R/derive_summary_records.R
In admiral: ADaM in R Asset Library

Documented in derive_summary_records

#' Add New Records Within By Groups Using Aggregation Functions
#'
#' @description
#' It is not uncommon to have an analysis need whereby one needs to derive an
#' analysis value (`AVAL`) from multiple records. The ADaM basic dataset
#' structure variable `DTYPE` is available to indicate when a new derived
#' records has been added to a dataset.
#'
#' @details
#' When all records have same values within `by_vars` then this function will
#' retain those common values in the newly derived records. Otherwise new value
#' will be set to `NA`.
#'
#' @param dataset  `r roxygen_param_dataset(expected_vars = c("by_vars"))`
#'
#' @param dataset_add Additional dataset
#'
#'    The variables specified for `by_vars` are expected.
#'   Observations from the specified dataset are going to be used to calculate and added
#'   as new records to the input dataset (`dataset`).
#'
#' @param dataset_ref Reference dataset
#'
#'   The variables specified for `by_vars` are expected. For each
#'   observation of the specified dataset a new observation is added to the
#'   input dataset.
#'
#' @param by_vars Grouping variables
#'
#'   Variables to consider for generation of groupwise summary
#'   records.
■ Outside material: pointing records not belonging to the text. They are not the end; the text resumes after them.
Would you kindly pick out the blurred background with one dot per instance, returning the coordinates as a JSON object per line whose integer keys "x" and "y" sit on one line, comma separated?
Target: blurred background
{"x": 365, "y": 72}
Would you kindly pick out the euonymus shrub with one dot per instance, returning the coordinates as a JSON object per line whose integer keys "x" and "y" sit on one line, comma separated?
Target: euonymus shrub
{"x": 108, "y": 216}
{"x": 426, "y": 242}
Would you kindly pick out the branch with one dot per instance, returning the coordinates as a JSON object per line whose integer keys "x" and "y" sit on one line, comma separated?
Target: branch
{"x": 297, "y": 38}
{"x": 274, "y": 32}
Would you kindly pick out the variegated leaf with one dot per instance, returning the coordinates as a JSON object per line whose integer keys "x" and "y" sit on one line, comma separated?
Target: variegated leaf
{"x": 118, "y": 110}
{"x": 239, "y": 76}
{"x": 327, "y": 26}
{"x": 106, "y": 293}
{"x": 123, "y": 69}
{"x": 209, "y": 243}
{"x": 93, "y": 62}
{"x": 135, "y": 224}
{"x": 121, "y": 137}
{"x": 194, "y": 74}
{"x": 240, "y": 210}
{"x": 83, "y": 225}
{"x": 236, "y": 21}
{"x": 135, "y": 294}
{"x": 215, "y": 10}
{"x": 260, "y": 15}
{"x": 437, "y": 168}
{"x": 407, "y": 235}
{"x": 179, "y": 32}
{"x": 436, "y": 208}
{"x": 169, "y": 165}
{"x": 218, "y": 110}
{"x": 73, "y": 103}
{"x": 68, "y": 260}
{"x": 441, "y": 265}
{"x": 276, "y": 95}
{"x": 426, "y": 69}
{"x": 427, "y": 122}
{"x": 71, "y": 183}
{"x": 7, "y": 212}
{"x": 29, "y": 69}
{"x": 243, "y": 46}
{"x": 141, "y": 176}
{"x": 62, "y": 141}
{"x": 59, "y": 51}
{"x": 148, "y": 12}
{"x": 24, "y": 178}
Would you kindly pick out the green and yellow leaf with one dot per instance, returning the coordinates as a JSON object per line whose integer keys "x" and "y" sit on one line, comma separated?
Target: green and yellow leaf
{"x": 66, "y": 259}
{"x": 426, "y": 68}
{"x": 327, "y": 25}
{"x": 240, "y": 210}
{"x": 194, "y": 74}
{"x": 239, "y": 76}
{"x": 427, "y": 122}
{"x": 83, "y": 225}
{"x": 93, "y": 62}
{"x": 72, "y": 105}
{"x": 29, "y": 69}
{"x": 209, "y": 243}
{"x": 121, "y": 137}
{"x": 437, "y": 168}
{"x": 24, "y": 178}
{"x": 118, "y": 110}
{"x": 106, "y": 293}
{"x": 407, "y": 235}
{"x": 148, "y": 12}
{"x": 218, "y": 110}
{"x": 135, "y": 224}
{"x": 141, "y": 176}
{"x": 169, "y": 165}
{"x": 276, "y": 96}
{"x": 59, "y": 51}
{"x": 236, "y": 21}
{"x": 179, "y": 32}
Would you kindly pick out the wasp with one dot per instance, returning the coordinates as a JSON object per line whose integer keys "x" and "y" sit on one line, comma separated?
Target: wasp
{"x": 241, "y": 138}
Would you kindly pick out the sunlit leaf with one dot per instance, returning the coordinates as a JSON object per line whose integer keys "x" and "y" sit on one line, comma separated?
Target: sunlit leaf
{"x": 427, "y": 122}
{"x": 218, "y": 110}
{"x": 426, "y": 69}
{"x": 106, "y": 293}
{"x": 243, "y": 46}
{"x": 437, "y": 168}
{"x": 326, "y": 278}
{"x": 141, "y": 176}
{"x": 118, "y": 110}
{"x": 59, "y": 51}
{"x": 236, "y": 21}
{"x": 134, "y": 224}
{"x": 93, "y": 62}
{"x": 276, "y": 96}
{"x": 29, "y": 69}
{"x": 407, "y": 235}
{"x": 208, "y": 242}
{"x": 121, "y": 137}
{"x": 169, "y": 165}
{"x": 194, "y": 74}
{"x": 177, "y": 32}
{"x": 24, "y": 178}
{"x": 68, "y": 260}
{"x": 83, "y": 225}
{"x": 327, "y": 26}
Providing the names of variables in [exprs()] will create a
#'   groupwise summary and generate summary records for the specified groups.
#'
#'   `r roxygen_param_by_vars()`
#'
#' @param filter
#'
#'  `r lifecycle::badge("deprecated")` Please use `filter_add` instead.
#'
#'   Filter condition as logical expression to apply during
#'   summary calculation. By default, filtering expressions are computed within
#'   `by_vars` as this will help when an aggregating, lagging, or ranking
#'   function is involved.
#'
#'   For example,
#'
#'   + `filter = (AVAL > mean(AVAL, na.rm = TRUE))` will filter all `AVAL`
#'   values greater than mean of `AVAL` with in `by_vars`.
#'   + `filter = (dplyr::n() > 2)` will filter n count of `by_vars` greater
#'   than 2.
#'
#' @param filter_add Filter condition as logical expression to apply during
#'   summary calculation. By default, filtering expressions are computed within
#'   `by_vars` as this will help when an aggregating, lagging, or ranking
#'   function is involved.
#'
#'   For example,
#'
#'   + `filter_add = (AVAL > mean(AVAL, na.rm = TRUE))` will filter all `AVAL`
#'   values greater than mean of `AVAL` with in `by_vars`.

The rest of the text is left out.